Monitoring and evaluation of the project
Accurate demographic and health data for Myanmar is largely absent (the last population census was completed in 1942 by the colonial British authorities and has since been destroyed and, to date, no Demographic Health Surveys have been conducted). As a result, numerous assumptions have been made when designing this project (mostly by modeling known epidemiological parameters and using the limited data that is available through PSI’s own MIS or from other agencies and published papers). PSI therefore believes that it is critical that it collect robust data for continuous project monitoring and eventual evaluation purposes. In this regard, PSI will conduct population-based household surveys, drug outlet audits, supply chain assessments, mystery client exit interviews and a variety of routine monitoring tools to assess market penetration, the robustness of the supply chain and effectiveness of deployed field staff.
To date in year one, PSI has conducted a large, nationally representative survey of private drug outlets (approx. 1,000) to collect information on antimalarial prices, sales volumes and availability. The preliminary results from this first annual outlet survey will be available at the end of June 2012. A household survey has also been completed and will be repeated in August 2012 to document knowledge, perceptions, and treatment-seeking behavior among consumers.
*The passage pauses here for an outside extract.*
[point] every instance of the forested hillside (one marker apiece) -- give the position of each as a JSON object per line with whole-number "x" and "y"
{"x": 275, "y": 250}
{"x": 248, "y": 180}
In late June PSI will also complete a thorough Supply Chain Assessment. Routine monitoring activity will commence in August when ACT enters the top of the supply chain.
Project success will be measured by decreases in malaria transmission (through WHO sentinel sites) and through regular PSI household and outlet surveys (as described above) that will provide evidence of changes in the availability and price of quality assured ACT versus AMT in the private sector (where the majority of the population seeks care). PSI has developed a logframe with the metrics that will be followed over the course of the project.
The Gates Foundation and PSI have identified factors that could affect the success of the program. Factors include: potential government restrictions on NGO movement in the area and on project activities (less of a concern in the new political climate), inability to stem the flow of monotherapies coming over the border from China, difficulty reaching isolated populations living in the forest, lack of acceptance of the new drugs by patients, and market factors leading to high pricing of ACTs in the country. All risk factors are tracked continually as a result of the dynamic changes underway in Myanmar at present with contingency plans drafted as and when necessary. The primary donors are kept informed of any significant issues that arise.
The budget for the program is $35 million over three years. To date, PSI has raised $27.5 million from the Gates Foundation and DFID.
At current levels of funding, PSI will conduct the planned surveys, run social mobilization campaigns, and purchase some commodities. The additional $7.5 million would allow for the purchase of additional ACTs and malaria diagnostic tests, and therefore scale up the replacement program more quickly.
The specifics of how additional funding would be spent may change once results of the baseline surveys are available.
The overall funding gap for responding to drug resistance in the region is over $350 million, and PSI and the Gates Foundation believe that it is hard to see how the funding gap can be filled without the contributions of new donors.
PSI and the Gates Foundation would welcome new donors in this space and are looking to bring a major donor onto the project within six months.